Improving the Prediction of Kinase Binding Affinity Using Homology Models

J. Chyan, M. Moll, and L. E. Kavraki, “Improving the Prediction of Kinase Binding Affinity Using Homology Models,” in Proceedings of the Computational Structural Bioinformatics Workshop at the ACM Conference on Bioinformatics, Computational Biology and Biomedical Informatics, Washington, DC, 2013.

Abstract

Kinases are a class of proteins very important to drug design; they play a pivotal role in many of the cell signaling pathways in the human body. Thus, many drug design studies involve finding inhibitors for kinases in the human kinome. However, identifying inhibitors of high selectivity is a difficult task. As a result, computational prediction methods have been developed to aid in this drug design problem.
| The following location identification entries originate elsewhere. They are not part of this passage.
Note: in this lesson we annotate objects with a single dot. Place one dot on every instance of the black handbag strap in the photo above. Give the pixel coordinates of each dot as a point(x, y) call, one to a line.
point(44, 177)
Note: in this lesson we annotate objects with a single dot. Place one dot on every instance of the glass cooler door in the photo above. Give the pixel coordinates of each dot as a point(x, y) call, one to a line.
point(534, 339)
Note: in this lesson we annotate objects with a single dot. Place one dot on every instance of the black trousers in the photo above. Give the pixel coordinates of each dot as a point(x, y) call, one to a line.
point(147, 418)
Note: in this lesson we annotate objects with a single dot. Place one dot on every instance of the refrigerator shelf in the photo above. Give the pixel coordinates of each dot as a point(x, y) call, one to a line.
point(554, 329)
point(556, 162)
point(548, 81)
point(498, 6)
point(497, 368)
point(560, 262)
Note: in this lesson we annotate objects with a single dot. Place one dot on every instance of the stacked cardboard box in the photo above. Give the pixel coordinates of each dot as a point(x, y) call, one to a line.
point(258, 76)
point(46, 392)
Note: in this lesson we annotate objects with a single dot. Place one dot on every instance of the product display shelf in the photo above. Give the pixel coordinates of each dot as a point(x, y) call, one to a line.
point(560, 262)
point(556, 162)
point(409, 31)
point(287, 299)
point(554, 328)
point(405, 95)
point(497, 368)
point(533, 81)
The recently published CCORPS method [3] is a semi-supervised learning method that identifies structural features in protein kinases that correlate with kinase binding affinity to inhibitors. However, CCORPS is dependent on the amount of available structural data. The amount of known structural data for proteins is extremely small compared to the amount of known protein sequences. To paint a clearer picture of how kinase structure relates to binding affinity, we propose extending the CCORPS method by integrating homology models for predicting kinase binding affinity. Our results show that using homology models significantly improves the prediction performance for some drugs while maintaining comparable performance for other drugs.